Fig. 7. Summary model. Among the various biological functions of TRIP-Br1 and XIAP in cancer cells, current data suggest that TRIP-Br1 and XIAP inhibit necroptosis by regulating the mitochondrial function. The present study showed that a substantially higher level of TRIP-Br1 was detected in apoptosis resistant MCF-7 breast cancer cells under nutrient starved, serum deficiency, and overcrowded conditions. XIAP was further stabilized and XIAP activity was enhanced in MCF-7 cells carrying wild type TRIP-Br1, in which necroptosis was greatly suppressed in response to serum starved condition. Serum starvation-induced TRIP-Br1 accumulated in the mitochondrial matrix and inhibited necroptosis by reducing ROS generation, suppressing CypD exportation into cytosol, repressing BAX expression, and inducing Bcl2 expression.

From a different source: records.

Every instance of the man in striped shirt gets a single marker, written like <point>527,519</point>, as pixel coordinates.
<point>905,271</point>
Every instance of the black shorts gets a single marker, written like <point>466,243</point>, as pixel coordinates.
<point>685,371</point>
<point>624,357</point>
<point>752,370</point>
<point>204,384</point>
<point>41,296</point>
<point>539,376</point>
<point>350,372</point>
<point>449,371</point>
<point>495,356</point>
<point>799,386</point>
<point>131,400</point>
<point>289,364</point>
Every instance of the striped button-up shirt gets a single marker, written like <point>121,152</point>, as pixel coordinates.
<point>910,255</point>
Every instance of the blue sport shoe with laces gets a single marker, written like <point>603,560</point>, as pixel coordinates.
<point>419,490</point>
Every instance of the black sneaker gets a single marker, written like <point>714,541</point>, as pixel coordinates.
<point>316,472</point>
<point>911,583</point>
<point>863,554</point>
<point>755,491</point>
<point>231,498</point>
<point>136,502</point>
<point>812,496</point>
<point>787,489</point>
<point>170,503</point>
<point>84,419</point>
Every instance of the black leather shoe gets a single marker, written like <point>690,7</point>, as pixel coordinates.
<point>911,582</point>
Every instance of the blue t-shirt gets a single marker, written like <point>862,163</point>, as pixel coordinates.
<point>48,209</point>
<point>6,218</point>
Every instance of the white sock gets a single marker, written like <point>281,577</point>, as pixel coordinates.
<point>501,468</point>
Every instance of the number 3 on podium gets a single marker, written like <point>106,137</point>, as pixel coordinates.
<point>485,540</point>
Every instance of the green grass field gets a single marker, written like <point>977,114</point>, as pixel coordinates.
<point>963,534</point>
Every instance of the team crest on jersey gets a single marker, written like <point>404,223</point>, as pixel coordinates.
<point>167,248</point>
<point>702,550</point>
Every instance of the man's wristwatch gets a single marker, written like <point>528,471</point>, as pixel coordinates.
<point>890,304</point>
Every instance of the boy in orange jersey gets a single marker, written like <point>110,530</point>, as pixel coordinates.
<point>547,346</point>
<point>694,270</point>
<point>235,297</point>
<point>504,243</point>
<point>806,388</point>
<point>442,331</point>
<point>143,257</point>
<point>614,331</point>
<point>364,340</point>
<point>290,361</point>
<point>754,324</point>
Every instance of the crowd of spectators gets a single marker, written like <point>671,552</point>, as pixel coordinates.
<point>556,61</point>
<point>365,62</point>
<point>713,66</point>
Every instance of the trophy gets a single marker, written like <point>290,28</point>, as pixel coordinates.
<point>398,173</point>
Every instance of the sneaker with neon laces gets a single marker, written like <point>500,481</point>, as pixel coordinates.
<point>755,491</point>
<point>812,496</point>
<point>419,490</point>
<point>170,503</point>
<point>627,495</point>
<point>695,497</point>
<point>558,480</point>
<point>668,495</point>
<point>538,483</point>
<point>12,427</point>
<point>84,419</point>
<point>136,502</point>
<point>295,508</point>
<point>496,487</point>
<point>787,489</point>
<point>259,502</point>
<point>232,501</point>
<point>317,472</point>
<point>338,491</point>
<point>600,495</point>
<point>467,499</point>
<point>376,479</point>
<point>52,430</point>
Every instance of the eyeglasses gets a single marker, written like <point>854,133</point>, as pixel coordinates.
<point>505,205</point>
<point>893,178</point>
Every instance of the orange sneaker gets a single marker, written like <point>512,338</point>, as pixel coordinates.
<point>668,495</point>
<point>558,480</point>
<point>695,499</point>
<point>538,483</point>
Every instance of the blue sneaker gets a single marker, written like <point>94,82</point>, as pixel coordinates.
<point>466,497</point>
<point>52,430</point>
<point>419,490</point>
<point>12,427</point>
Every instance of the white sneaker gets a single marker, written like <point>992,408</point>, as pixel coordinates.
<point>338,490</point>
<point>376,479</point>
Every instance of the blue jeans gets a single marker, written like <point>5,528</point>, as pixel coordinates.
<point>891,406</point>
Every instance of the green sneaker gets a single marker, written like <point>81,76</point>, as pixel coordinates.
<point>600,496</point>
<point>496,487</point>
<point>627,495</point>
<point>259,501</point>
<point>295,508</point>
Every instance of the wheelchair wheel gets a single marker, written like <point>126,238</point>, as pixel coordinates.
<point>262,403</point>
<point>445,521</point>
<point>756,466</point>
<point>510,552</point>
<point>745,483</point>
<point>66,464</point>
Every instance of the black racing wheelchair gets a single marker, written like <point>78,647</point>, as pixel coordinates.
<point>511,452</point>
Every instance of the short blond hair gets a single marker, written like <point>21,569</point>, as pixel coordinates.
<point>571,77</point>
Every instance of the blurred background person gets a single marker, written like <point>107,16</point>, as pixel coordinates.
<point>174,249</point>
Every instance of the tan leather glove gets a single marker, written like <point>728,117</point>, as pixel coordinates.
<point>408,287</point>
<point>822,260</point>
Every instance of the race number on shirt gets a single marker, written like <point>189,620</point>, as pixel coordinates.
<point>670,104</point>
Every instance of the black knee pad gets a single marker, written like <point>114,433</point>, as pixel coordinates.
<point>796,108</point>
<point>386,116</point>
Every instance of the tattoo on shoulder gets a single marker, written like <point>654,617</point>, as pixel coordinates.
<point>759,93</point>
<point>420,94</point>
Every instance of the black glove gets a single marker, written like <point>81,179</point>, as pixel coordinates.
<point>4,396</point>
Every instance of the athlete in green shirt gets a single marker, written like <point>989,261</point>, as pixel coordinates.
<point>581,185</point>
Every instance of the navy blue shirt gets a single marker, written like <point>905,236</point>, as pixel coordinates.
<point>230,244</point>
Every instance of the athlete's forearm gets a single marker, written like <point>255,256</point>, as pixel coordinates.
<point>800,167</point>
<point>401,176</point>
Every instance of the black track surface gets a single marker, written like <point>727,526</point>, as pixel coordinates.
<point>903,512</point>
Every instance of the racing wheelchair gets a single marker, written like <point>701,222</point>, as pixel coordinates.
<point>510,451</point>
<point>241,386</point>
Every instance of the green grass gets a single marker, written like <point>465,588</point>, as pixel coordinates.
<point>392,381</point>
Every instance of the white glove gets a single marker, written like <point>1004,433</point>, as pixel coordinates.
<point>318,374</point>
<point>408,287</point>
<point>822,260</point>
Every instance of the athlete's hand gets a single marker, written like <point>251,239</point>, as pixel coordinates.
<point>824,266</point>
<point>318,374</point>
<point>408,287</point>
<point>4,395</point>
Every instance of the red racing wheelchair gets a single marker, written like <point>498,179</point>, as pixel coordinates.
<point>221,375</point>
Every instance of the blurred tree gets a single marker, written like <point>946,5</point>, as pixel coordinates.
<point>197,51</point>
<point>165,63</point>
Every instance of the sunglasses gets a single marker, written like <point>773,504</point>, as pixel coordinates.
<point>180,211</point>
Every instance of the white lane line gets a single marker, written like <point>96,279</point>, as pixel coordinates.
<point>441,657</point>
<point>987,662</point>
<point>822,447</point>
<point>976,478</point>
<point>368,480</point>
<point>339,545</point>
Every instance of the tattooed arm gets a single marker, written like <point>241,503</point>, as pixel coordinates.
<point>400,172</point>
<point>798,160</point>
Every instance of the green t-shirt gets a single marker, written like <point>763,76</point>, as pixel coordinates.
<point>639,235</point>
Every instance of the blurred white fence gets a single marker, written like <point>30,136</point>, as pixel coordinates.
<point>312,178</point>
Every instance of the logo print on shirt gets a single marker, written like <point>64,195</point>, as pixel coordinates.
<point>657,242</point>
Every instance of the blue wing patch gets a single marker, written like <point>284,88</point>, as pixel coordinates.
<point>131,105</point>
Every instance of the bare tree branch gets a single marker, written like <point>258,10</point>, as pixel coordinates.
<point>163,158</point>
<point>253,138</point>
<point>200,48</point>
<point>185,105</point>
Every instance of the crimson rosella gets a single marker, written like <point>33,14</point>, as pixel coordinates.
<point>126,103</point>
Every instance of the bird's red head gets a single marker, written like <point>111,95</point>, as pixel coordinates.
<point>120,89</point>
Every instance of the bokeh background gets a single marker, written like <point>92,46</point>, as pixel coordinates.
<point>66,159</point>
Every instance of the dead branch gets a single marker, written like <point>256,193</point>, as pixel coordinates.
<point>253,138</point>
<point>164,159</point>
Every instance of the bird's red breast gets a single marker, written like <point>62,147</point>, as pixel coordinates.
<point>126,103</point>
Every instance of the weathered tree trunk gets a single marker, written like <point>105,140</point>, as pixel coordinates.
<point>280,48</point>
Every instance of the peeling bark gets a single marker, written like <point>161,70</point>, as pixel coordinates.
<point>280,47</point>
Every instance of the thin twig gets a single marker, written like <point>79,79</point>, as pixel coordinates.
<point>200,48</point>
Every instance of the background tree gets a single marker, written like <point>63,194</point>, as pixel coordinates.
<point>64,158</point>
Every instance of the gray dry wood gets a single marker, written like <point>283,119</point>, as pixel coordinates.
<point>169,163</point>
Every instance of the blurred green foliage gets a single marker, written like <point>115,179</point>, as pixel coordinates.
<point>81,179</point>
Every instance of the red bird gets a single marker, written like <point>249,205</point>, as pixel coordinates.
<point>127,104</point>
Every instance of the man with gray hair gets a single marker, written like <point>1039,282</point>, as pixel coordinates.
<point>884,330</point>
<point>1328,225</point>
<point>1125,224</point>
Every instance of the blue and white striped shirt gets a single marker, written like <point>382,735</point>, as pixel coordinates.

XIAP levels strongly enhanced this effect. We propose a plausible model suggesting that TRIP-Br1/XIAP is an attractive target to trigger necroptosis for efficient killing of cancer cells under low-nutrient conditions, especially in apoptosis-resistant cancer cells such as MCF-7 cells that lack apoptosis and necroptosis machineries. This study suggest that treatment with a necroptotic inducer represents an alternative to chemotherapy in the management of drug resistant cancer.